Localised approximation of hyperbolic tangents

Gagarine Yaikhom

28 April 2020, Tuesday

In this note, we derive localised approximations to the hyperbolic tangent.

In machine learning, activation functions squash a real value to another real value in a specified range. When the range is \([-1, 1]\), one could use the hyperbolic tangent (denoted as \(\tanh\)). For instance, hyperbolic tangents are prominent components of Long Short-Term Memory (LSTM) form of Recurrent Neural Networks (RNN).

Johann Heinrich Lambert (1728–1777) gave use the exponential expression of the hyperbolic tangent:

\[ \begin{equation} \tanh x = \frac{\sinh x}{\cosh x} = \frac {e^x - e^{-x}} {e^x + e^{-x}} = \frac{e^{2x} - 1} {e^{2x} + 1}. \label{eqn:tanh expressions} \end{equation} \]

In the following, we provide three derivations for localised approximations of \(\tanh\) and provide a SIMD implementation.

On the history of hyperbolic functions, see J. H. Barnett, “Enter, Stage Center: The Early Drama of the Hyperbolic Functions,” Mathematics Magazine, vol. 77, no. 1, pp. 15–30, 2004. Hyperbolic functions were first studied by Vincenzo Riccati (1707–1775) to solve cubic equations. The current notation for hyperbolic functions, for instance, \(\tanh\) for the hyperbolic tangent, were first used by Johann Heinrich Lambert [See page 71 of James McMahon, “Hyperbolic Functions,” Fourth Edition, John Wiley & Sons, 1906].

Using continued fractions

In 1770, Johann Heinrich Lambert first developed the process for reducing the quotient of two convergent series into continued fractions [See page 75 in J. H. Lambert, “Beyträge zum Gebrauche der Mathematik und deren Anwendung (Contributions to the use of Mathematics and its Application),” vol. II. Berlin: Verlag der Buchhandlung der Realschule, 1770]. Using this process, we can express the hyperbolic tangent as follows:

\[\begin{align} \tanh x = \frac{x}{1 + \cfrac{x^2}{3 + \cfrac{x^2}{5 + \cfrac{x^2}{7 + \ddots}}}}. \end{align}\]

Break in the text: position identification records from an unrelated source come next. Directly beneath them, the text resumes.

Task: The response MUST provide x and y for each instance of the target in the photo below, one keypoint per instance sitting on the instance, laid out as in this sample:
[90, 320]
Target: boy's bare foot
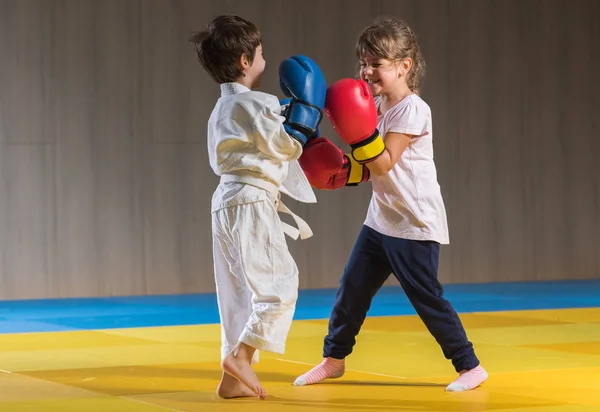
[230, 387]
[237, 364]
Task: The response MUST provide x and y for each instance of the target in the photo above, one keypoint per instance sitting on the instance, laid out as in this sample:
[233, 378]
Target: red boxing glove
[328, 168]
[350, 107]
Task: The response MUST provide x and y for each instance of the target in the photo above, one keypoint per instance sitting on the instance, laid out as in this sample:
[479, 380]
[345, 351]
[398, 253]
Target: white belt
[302, 230]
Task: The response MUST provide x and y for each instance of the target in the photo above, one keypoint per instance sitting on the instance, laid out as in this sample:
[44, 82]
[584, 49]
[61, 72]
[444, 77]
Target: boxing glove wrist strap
[303, 117]
[369, 149]
[357, 173]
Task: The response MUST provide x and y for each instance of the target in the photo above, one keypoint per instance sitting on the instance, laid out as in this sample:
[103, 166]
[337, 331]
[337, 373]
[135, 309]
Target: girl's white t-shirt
[407, 202]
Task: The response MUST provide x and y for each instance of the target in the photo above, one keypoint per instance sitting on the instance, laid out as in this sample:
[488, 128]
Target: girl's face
[382, 75]
[385, 76]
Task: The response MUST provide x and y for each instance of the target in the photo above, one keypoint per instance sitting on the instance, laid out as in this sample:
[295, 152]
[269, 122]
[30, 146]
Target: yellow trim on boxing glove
[369, 149]
[356, 174]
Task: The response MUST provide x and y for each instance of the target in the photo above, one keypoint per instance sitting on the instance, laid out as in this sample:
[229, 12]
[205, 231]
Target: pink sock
[329, 368]
[468, 380]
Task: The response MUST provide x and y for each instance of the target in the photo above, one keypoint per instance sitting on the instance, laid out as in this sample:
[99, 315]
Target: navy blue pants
[415, 265]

This is referred to as Lambert’s continued fraction. The following is the 7th-degree Lambert approximant for \(\tanh\):

\[\begin{align} \tanh x \approx \frac{135135x + 17325x^3 + 378x^5 + x^7}{135135 + 62370 x^2 + 3150x^4 + 28 x^6}.\label{eqn:7-th degree lambert approximant} \end{align}\]

Although Lambert did not explicitly give the derivation of \(\tanh\), we can derive it using his method for continued fractions [See pages 517–522 in G. Chrystal, “Algebra: An Elementary Text-Book for the Higher Classes of Secondary Schools and for Colleges,” vol. II. London: Adam and Charles Black, 2nd ed., 1900. First published 1889]. We shall present a derivation here, as it is interesting.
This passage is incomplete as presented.